Nestor came with me to Bellingham to celebrate Thanksgiving with my family. Everyone adored Nestor; it was so special for me and my family to experience his first Thanksgiving with him, and was certainly a somber reminder of everything we have to be thankful for. He flew to Virginia the following weekend, and is now living with his brother, applying to schools, and working on getting his family to the U.S. We are frequently in touch, and he calls my “mum” every Sunday.

Nestor’s story, while incredible, is by no means uncommon. Countless immigrants with struggles and stories nearly identical to Nestor’s sit, detained, with no one to represent them. Organizations such as Northwest Immigrant Rights Project and Kids in Need of Defense (KIND) do amazing work, but their resources are limited and there are far too many asylum seekers for those organizations to provide sufficient representation. They rely on pro bono attorneys to help fill that void; even then, many asylum seekers are forced to navigate a hostile and adversarial process on their own—oftentimes in a foreign language—while imprisoned. Nestor’s case was very strong, but I fear without an attorney to write the brief, research country conditions, and present evidence, he would have been deported.

If someone asked you, “If you could volunteer 80 hours of your time and possibly save someone’s life, and the lives of their family, would you do it?” I hope everyone reading this would say, “Of course.” If you think you don’t have the experience or knowledge necessary to take on an asylum case, you do. I had no prior immigration experience. There was nothing special about the representation I provided for Nestor. And when I had questions, NWIRP was there to provide the support I needed. If you’ve thought about doing pro bono immigration work, do it. If you wait for the perfect time, it will never come. If you’ve never thought about doing pro bono immigration work, please consider it. And if you can’t volunteer your time, consider donating to organizations like NWIRP, KIND, and AIDNW.

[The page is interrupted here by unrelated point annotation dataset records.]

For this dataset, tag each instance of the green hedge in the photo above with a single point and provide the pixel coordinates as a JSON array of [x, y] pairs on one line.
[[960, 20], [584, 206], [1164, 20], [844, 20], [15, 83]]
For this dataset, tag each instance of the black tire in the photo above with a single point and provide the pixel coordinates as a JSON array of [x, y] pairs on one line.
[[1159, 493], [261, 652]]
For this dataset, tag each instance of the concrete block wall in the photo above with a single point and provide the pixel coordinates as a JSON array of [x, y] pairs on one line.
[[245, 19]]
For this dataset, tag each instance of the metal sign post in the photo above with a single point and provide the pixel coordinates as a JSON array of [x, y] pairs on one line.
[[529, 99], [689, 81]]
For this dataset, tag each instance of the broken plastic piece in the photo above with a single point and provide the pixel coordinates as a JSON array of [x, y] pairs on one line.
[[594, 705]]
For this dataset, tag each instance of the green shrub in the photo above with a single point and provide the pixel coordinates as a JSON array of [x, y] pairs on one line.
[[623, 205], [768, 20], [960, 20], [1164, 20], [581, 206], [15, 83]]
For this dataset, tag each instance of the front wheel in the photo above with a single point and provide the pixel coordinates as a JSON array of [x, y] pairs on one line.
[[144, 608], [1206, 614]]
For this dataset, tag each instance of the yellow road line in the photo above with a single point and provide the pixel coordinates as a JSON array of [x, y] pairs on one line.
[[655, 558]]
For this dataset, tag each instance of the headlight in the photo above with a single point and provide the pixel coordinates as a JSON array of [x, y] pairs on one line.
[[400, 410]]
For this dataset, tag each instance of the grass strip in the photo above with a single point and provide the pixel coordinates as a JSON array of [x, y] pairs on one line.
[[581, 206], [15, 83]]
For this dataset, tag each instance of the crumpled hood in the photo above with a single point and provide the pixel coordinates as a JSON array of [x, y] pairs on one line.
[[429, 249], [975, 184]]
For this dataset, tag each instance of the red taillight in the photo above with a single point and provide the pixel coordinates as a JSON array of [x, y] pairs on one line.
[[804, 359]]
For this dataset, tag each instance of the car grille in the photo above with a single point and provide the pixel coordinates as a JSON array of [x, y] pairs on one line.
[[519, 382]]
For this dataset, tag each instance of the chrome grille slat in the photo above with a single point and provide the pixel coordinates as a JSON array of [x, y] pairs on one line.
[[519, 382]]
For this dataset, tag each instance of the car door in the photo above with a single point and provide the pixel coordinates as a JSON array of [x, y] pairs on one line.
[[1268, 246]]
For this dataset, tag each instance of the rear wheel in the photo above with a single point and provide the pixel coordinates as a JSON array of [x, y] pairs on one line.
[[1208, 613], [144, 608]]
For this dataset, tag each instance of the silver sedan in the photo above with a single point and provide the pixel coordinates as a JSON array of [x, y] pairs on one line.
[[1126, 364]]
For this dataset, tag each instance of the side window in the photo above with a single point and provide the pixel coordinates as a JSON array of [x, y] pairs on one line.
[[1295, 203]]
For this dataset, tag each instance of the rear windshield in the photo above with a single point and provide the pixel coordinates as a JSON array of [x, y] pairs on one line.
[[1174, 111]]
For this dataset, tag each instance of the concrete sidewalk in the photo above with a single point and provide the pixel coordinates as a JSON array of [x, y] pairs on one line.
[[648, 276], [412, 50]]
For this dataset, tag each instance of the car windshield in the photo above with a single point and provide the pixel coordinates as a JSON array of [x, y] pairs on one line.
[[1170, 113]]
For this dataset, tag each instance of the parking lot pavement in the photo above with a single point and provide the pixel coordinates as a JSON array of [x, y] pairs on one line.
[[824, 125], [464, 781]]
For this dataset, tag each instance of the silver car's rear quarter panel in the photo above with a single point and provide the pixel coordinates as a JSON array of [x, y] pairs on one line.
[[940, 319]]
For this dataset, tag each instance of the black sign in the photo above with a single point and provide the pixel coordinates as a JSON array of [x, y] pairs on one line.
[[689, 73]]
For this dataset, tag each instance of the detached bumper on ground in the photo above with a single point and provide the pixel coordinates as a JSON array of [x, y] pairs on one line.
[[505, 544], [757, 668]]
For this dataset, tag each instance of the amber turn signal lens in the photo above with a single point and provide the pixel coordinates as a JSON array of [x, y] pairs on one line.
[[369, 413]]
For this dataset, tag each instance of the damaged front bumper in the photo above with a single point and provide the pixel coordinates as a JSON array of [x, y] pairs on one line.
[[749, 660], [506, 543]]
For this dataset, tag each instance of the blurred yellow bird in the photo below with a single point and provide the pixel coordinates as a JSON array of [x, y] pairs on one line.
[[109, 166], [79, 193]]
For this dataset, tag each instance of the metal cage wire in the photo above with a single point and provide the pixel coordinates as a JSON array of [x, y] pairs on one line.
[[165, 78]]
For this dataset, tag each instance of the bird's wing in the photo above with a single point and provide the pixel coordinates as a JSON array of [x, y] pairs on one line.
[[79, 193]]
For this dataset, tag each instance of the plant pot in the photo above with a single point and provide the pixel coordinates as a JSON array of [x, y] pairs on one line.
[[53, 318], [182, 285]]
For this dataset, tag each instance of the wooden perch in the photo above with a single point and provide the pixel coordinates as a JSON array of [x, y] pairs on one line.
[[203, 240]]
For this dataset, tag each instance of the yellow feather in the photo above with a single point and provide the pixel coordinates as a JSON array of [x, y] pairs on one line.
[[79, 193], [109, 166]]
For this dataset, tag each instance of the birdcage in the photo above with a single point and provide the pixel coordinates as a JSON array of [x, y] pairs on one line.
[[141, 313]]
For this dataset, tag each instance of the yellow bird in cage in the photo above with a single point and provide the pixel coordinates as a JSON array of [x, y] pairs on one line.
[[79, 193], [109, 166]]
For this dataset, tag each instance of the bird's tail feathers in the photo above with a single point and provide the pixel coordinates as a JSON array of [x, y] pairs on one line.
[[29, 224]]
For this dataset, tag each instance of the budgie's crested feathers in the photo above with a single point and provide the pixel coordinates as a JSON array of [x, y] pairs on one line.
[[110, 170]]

Many of us went to law school with lofty ideals of helping people, only to lose that passion somewhere along the way. Taking on an asylum client is a lot of work, it’s stressful, and it’s high stakes. But it needs to be done. It’s a meaningful way to help those who need it most. And, if you’re lucky, like I was, you’ll make a friend for life.

Matt Wurdeman is an EAGLE member, practicing medical malpractice and personal injury at Connelly Law Offices in Seattle and Tacoma.